That definition by the Wisconsin DMV is further summarized: "Traditionally, mopeds had fully operative pedals but modern mopeds are usually more like small motorcycles with an automatic transmission and no pedals".

As far as operation goes, Wisconsin allows "anyone with a Class D valid drivers license" to drive mopeds on roadways in the state.  However, it "is not legal to operate a moped with only a valid instruction permit (temps)".  They agency also makes allowances for people who "don't otherwise qualify for a drivers license due to physical challenges" to apply for a Special Restricted License that would allow you to operate them.

In regards to the actual moped itself, it must be registered with the State of Wisconsin in order to be operated on roadways - similar to a car or truck.

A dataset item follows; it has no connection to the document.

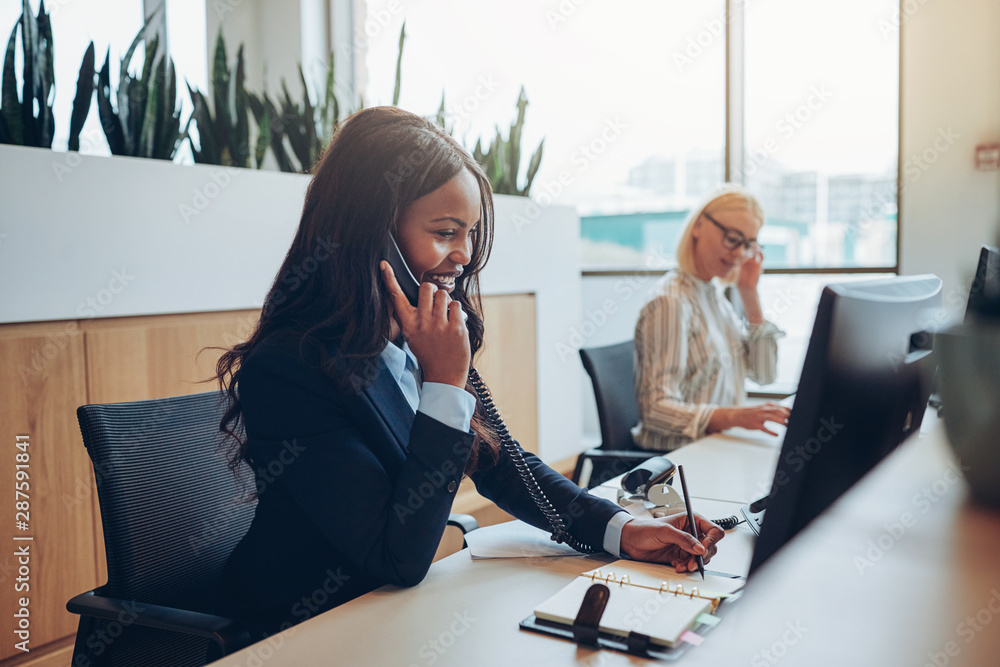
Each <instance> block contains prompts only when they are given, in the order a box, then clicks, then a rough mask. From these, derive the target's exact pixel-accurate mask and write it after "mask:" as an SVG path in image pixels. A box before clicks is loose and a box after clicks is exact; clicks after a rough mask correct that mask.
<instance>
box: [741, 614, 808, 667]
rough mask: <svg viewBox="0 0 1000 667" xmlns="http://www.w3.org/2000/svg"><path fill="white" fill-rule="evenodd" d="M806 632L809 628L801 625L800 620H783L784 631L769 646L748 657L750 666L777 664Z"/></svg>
mask: <svg viewBox="0 0 1000 667" xmlns="http://www.w3.org/2000/svg"><path fill="white" fill-rule="evenodd" d="M807 632H809V628H807V627H805V626H804V625H802V622H801V621H785V631H784V632H783V633H782V634H781V636H780V637H779V638H778V639H775V640H774V641H773V642H771V645H770V646H768V647H766V648H762V649H761V650H759V651H757V652H756V653H754V655H753V657H752V658H751V659H750V665H751V666H752V667H768V665H776V664H778V663H779V662H780V661H781V659H782V658H784V657H785V656H786V655H788V651H789V649H791V647H793V646H795V645H796V644H798V643H799V641H800V640H801V639H802V637H803V636H804V635H805V634H806V633H807Z"/></svg>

So - where can you operate a moped in Wisconsin?  This is the area where you need to be careful to make sure you are following the laws.

Wisconsin driving laws allow for the following:

"You may ride your model on any roadway except freeways or roads where mopeds are specifically prohibited.  You may not operate a moped on sidewalks, along fence lines, or off the traveled surface of the roadway."

That issue about freeways is a surprise to some people.  Even though top speed for a moped is a lot less than highway speed, I have personally witnessed mopeds traveling along I-35 in the Twin Ports.  In fact, I once saw a moped crossing the Blatnik Bridge - which would definitely be against the law.

Here are a few other restrictions and considerations about legal operation of mopeds - direct from the Wisconsin DMV website:

  • Mopeds are subject to all traffic laws - just like any other motor vehicle
  • Traffic signals and stop signs must be obeyed
  • The operator of a moped must yield to pedestrians in crosswalks
  • School zone etiquette (i.e. slowing down, not passing school buses with the stop arm out, etc) applies
  • Mopeds are entitled to a full traffic lane
  • A moped can be operated on a bike path - as long as there are no signs specifically prohibiting them
  • Parking:  Mopeds can park in a spot that is designated for other motor vehicles.  However they can also utilize bicycle racks - even sidewalks, as long as there are no signs specifically prohibiting them
  • Mopeds are designed to transport only one person.  It is illegal in the State of Wisconsin to carry a passenger on a moped

A few final notes about mopeds and their operation:  Wisconsin does not require helmets to be worn while operating one.  But they do require that mopeds meet federal emission, safety, and equipment standards.  Brakes, lights, and turn signals must be operational.